I currently have 2x 4080 super + 1x 4070 super, I load in smaller models to each then run data through different processes - I can’t see me going beyond a 3x gpu setup (3090 ti, 4090 at most). Beyond that I’ll just use on demand instances. Thus PCIe 5 is nice to have but i only need 4.
In production the dbs run perfectly fine w/ high traffic balanced over 5950x w/ 256gb ram. My local use case w/ GPU bound tasks is where the issue is arising, specifically pci lanes and being stuck in x4 mode.
The first thing we need to understand is the general configuration you are using for development. In other words, are you using a client/server configuration or are you doing all the work locally on one machine. If the latter is the case and LLMs are the workload then I’d say you want a Threadripper system (and I’d opt for a 7000 series) but if the former is true then an Eypc system is probably the better choice. With that being said, the issues you are describing are not a given, but they are possible with any new build. If it were me and I were building this, I’d opt for a client/server configuration with a consumer grade client machine, but this really has more to with what type of development you are working on.
Now for my personal recommendation on the hardware. If you want a server (which it sounds like you do) then build a server. Thus, an Eypc (7004 series or newer) system would be my choice. Load that up with half a terabyte of R-DIMMS, setup redundant storage pools of whatever size is required for your workload, and load up all those GPUs in said server. Then interact with said server via a client machine.

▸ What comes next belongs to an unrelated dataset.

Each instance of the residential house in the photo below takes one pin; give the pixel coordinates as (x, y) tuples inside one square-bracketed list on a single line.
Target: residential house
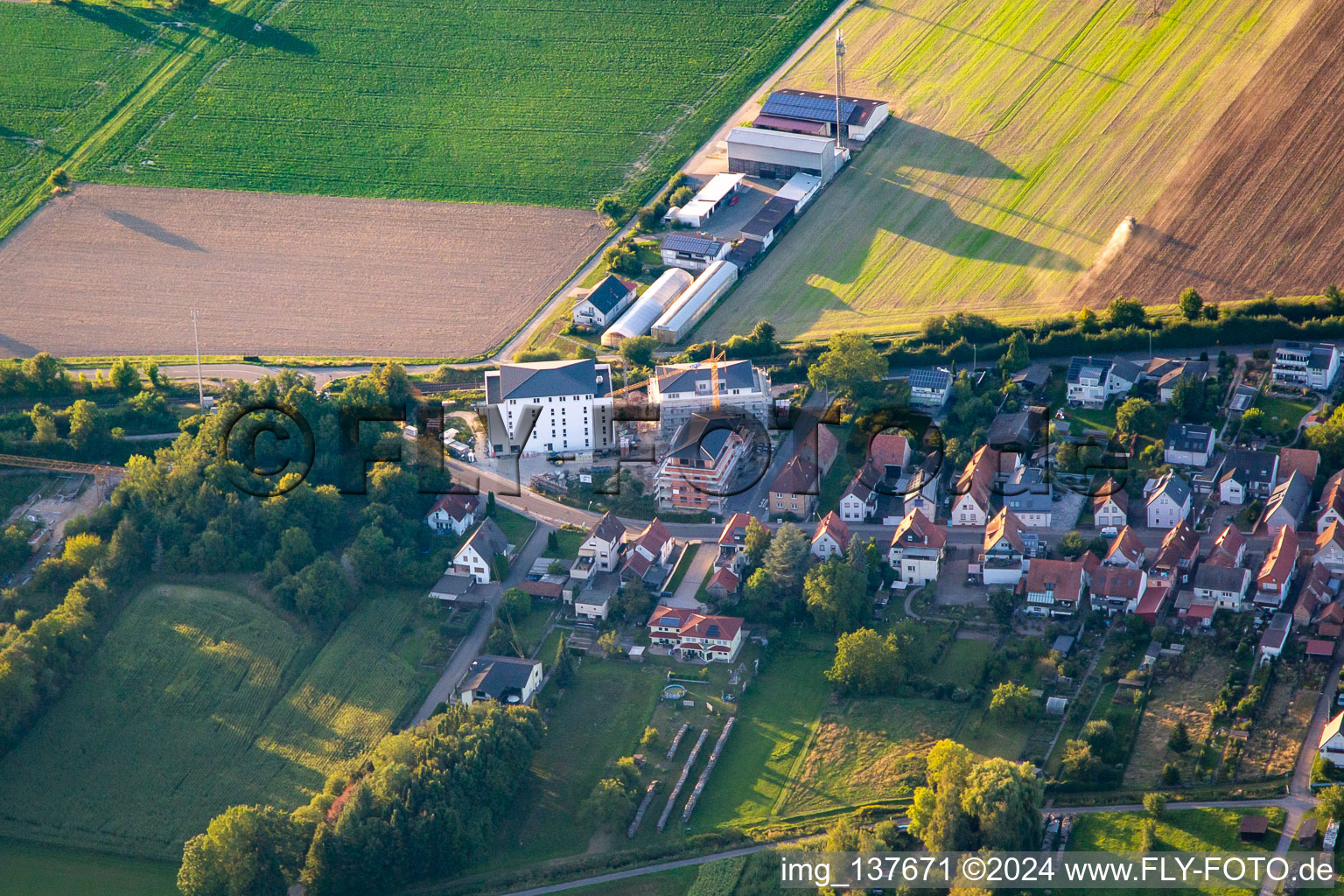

Client/server currently and most of the time, I’m fortunate to have multiple remote development and build servers, and a couple for utilizing vertex, openai etc on mass too for bigger job runs. I think I have about 30 bare metals, and multiple aws instances at my disposal. 0 GPU, but can get them on demand.
However, I’d like the ability to also develop locally (for slower job runs with limited value, to learn, a capable dev environment for personal projects with LLM usage if I ever get time, or more likely getting in to fine tuning and training), and it’s the GPU-requiring dev loads where I’m coming unstuck, secondary is memory bandwidth.
This is the approach I’ve always taken too, currently on i9 w/ z790, never noticed anything lacking until I moved to a 2 and 3 GPU setup.
Perhaps I’m throwing myself off here by wanting to build a machine that can do anything I throw at it, rather than isolated devices with set purposes, it’s probably just a want, but I know that if I have a single device with multiple capabilities I’ll use them intermittently.
Also, something really bugs me about not being able to do things locally, I don’t want to have to rely on a major player or remote instance, especially not for proof of concept or hacking together things to give them a try.
I agree that local resources are preferable, which is why my own network includes my own servers. That was really my point. If you need a server then build and run one, if you need a workstation then do that, if you need a desktop then build that. Which brings me back to comment. For development purposes such as yours, a client/server configuration with an on-premise server is ideal, as you can work through development issues on your own LAN without having to deviate from the production model that such things will be deployed in.